Cette pièce nous plonge dans les méandres de la dérive fasciste. Pour aider ses élèves à comprendre comment l’Allemagne nazie a pu glisser dans l’horreur sans opposition massive, un professeur d’histoire lance une expérience pédagogique radicale. Il crée un mouvement fictif, la Troisième vague, et initie ses élèves à une idéologie exaltant l’ordre, la soumission et le collectif.
Un texte qui entre en résonance troublante avec les dérives autoritaires de notre époque. Une réflexion sur l’esprit de corps et les dérives idéologiques. Et pour ne pas déroger à ses habitudes, c’est sur la scène du Pantographe que les comédiens de 16 à 25 ans présenteront leur spectacle de fin d’année.
Raconter l’endoctrinement
Tout part d’un fait réel. En 1967, en Allemagne, un professeur d’histoire veut mener une étude expérimentale du fascisme. Dans cette optique, il organise une mise en situation dans sa classe et endoctrine ses élèves dans un mouvement ayant pour idéologie les mérites de la discipline. Si cette expérience part d’un exercice, les choses vont très vite prendre une tournure inquiétante.

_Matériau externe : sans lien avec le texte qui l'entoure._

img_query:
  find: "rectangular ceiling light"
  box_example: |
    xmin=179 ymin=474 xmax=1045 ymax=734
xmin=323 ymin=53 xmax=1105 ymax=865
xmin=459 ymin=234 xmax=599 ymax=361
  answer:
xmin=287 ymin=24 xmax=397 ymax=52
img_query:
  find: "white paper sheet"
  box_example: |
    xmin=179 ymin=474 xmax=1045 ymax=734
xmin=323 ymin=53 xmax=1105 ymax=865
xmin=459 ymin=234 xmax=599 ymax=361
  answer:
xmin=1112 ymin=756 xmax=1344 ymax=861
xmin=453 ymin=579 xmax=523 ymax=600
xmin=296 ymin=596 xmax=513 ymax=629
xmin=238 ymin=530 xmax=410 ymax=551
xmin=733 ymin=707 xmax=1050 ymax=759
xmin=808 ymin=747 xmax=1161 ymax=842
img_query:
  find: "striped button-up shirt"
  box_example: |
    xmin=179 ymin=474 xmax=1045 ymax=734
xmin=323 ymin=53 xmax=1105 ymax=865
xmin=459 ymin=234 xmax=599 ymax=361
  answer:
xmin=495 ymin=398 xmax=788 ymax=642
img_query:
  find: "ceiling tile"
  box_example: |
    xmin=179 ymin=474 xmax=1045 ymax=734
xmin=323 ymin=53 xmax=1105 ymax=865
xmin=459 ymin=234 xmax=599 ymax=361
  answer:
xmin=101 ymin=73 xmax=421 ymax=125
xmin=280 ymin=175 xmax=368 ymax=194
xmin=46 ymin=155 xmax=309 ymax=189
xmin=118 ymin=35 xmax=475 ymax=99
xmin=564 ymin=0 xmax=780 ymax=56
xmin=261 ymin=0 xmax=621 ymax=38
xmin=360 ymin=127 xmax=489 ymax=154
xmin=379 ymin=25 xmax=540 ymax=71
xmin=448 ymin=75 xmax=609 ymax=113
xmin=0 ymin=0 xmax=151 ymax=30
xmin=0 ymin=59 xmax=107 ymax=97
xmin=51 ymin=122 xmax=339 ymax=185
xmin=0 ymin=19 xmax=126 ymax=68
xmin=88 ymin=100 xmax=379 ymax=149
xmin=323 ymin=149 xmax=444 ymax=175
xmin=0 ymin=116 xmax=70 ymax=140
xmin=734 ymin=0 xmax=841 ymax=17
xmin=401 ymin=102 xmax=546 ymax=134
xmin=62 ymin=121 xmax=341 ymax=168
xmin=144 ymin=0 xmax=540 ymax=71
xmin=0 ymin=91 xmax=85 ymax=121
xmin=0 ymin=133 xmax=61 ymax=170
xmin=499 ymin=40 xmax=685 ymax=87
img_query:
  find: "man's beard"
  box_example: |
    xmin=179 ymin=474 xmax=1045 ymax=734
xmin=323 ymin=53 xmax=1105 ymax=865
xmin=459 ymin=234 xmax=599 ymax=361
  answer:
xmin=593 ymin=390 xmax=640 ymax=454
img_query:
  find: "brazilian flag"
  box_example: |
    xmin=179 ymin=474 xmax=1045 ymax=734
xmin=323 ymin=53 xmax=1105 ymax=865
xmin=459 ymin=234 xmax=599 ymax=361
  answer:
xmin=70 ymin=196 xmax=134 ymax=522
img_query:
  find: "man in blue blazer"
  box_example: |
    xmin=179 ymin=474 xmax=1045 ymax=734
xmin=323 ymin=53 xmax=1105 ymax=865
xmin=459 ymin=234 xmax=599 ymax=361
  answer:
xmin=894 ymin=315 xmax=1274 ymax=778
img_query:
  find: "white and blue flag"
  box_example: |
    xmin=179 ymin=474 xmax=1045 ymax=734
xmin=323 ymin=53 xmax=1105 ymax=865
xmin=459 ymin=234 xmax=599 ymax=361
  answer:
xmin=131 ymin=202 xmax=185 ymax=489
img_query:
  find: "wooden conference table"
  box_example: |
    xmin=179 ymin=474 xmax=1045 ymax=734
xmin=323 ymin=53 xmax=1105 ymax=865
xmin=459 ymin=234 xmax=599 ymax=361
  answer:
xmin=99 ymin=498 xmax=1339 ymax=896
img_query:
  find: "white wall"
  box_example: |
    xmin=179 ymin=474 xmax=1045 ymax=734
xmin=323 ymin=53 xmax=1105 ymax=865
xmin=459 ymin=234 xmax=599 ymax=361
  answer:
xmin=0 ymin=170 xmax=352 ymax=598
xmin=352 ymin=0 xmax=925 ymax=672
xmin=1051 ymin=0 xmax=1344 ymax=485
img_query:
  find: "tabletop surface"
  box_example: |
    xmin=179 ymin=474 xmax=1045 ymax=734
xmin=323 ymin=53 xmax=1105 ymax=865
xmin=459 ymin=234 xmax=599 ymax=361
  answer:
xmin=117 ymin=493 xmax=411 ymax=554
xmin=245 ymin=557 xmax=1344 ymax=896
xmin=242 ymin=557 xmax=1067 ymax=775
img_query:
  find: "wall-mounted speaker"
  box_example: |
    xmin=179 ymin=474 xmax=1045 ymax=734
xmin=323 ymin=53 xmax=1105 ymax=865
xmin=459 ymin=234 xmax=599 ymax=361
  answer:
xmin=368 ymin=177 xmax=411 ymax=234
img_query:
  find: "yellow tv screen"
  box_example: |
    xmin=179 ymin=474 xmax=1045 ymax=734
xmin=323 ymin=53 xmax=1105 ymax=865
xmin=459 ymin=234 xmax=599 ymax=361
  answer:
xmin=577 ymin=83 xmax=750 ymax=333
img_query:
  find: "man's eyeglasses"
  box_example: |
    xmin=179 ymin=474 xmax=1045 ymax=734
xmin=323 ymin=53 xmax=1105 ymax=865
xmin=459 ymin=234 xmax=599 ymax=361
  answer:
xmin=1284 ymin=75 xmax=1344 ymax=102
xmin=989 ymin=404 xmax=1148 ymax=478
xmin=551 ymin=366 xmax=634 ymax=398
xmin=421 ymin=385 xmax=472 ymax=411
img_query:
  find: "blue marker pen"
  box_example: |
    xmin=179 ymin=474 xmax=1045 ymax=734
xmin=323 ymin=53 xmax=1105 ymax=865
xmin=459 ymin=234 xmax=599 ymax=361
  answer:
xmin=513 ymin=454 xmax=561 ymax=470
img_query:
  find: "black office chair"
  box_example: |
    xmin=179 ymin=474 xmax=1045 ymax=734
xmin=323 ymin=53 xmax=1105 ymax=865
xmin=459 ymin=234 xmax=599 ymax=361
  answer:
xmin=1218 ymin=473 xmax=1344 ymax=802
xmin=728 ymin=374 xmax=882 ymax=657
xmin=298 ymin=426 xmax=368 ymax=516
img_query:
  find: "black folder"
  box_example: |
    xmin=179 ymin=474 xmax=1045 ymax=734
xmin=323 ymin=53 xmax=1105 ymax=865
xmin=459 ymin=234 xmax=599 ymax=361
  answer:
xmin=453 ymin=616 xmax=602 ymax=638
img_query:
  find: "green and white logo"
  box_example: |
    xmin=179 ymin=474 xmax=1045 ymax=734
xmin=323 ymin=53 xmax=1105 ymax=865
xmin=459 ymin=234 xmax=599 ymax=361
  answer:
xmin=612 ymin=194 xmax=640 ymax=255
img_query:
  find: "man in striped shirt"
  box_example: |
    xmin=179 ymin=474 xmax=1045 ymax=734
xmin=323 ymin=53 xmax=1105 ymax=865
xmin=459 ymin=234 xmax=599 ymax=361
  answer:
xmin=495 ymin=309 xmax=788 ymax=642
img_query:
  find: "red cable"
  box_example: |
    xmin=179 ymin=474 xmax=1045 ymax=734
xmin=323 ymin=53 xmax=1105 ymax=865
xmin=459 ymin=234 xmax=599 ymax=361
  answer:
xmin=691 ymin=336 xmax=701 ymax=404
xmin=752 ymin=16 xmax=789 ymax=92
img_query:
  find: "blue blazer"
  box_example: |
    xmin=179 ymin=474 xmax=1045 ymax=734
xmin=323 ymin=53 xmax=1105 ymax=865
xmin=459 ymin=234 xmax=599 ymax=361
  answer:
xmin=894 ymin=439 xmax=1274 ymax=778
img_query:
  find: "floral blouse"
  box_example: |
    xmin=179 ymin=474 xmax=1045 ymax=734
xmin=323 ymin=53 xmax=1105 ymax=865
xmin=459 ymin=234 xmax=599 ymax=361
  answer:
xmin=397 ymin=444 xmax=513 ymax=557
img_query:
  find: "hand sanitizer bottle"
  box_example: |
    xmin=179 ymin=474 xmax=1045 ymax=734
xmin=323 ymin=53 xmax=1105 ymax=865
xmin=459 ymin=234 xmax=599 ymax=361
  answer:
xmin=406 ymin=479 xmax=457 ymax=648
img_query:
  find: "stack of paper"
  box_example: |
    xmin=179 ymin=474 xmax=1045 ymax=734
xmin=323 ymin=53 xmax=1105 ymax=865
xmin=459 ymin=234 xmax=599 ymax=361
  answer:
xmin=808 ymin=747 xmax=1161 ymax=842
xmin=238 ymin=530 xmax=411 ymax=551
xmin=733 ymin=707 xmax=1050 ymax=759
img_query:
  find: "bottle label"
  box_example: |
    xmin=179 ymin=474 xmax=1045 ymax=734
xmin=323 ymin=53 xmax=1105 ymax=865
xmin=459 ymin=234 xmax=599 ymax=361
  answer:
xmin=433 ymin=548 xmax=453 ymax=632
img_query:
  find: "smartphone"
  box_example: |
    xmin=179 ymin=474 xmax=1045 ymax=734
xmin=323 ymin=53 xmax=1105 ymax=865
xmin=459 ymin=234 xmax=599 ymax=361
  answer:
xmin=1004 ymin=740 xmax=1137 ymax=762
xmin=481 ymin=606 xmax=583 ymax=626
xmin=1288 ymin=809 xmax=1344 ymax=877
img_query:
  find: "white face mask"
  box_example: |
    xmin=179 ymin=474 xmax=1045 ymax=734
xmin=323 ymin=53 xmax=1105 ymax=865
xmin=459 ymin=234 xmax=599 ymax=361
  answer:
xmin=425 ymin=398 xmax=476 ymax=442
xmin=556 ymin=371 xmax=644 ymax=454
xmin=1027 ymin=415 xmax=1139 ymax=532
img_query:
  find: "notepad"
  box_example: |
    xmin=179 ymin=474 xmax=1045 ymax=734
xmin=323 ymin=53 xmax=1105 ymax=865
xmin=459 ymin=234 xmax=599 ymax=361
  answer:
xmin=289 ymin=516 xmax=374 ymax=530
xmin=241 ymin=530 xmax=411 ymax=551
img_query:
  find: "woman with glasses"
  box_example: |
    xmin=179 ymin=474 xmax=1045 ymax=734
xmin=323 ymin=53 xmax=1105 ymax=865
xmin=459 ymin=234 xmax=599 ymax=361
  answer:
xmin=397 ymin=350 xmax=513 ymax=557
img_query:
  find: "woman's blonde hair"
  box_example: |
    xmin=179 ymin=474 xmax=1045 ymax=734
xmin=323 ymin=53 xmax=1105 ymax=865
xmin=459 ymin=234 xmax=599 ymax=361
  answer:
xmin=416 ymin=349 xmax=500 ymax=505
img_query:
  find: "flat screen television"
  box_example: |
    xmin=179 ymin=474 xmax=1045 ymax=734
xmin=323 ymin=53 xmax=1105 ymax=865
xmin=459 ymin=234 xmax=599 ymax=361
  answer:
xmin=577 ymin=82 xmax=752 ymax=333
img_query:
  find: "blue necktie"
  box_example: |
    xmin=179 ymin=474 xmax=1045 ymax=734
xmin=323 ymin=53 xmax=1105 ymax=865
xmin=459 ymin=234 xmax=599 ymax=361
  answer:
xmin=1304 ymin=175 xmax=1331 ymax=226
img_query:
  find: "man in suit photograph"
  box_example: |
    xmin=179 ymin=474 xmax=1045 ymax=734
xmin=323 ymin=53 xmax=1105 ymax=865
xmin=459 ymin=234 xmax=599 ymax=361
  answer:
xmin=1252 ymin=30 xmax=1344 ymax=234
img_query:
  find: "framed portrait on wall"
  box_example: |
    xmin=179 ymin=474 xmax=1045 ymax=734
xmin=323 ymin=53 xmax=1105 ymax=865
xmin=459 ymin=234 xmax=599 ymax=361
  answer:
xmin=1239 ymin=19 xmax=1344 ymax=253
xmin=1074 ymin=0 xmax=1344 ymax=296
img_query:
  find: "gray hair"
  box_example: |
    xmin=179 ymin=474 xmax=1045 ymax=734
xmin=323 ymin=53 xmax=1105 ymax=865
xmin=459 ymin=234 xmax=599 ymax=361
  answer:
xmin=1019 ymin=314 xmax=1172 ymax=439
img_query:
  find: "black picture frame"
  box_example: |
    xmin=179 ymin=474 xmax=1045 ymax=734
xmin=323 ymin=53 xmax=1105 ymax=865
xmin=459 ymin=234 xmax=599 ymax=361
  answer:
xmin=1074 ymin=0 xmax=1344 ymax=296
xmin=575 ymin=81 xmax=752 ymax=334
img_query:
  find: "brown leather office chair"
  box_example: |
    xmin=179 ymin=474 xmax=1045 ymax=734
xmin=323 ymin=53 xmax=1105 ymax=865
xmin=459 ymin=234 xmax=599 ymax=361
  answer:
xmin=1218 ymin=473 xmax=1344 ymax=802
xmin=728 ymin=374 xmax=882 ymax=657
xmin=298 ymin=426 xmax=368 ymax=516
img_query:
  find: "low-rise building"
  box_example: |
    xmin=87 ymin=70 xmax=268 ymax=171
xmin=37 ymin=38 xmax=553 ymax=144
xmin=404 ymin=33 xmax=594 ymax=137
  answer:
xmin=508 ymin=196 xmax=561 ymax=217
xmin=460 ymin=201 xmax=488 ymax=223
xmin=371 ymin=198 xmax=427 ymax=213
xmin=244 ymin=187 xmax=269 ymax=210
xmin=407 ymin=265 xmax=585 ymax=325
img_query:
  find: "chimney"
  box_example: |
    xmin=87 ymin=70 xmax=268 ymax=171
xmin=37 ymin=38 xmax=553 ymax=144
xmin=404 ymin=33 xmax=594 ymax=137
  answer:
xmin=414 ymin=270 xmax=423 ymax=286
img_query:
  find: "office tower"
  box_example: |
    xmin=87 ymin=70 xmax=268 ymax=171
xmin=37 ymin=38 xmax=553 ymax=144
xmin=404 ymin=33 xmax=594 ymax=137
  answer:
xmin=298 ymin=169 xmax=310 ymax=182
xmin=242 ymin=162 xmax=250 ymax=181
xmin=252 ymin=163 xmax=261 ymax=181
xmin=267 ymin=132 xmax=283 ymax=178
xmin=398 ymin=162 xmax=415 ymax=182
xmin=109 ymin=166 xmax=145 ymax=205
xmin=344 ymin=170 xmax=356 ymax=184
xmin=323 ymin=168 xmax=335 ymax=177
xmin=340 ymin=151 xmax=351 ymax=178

«À l’heure actuelle, c’est une thématique marquante avec les extrémismes qui montent, les manières de fonctionner de certains dirigeants», observe Nicolas Gerber. Pour nos élèves, cette pièce est une manière d’aborder le sujet. Et de se dire: «Restons toujours responsables de ce que ce que l’on fait», appuie le metteur en scène.
Parmi les nombreuses reprises de cette histoire vraie, le texte de Matthieu Berthélémé se démarque sur un point central: il s’inspire de témoignages réels. Un point qui a particulièrement attiré l’attention de Nicolas Gerber, fasciné par l’aspect psychologique de cette pièce. «Nous sommes dans un rapport très direct. Sur cinq jours seulement, nous voyons comment ces élèves se transforment en petits soldats.»
Dans un souci de véracité, le metteur en scène est donc resté fidèle au texte de Berthélémé. Des moments de narrations sont intégrés pour rythmer le spectacle, à la manière d’un coryphée grec (ndlr: un chef de chœur dans les pièces du théâtre antique), chacun vient pour raconter et faire avancer l’histoire de son point de vue.
En somme, la petite scène du Pantographe s’avère être le cocon idéal pour présenter ce huis clos de courte durée (1h15). «Cela permet d’obtenir quelque chose de très franc. En l’espace d’une heure, il y a déjà une atmosphère qui commence à s’installer, c’est impressionnant!»
«La Troisième vague»,
du 22 au 31 mai, Théâtre du Pantographe (Av. Reller 7, 1800 Vevey).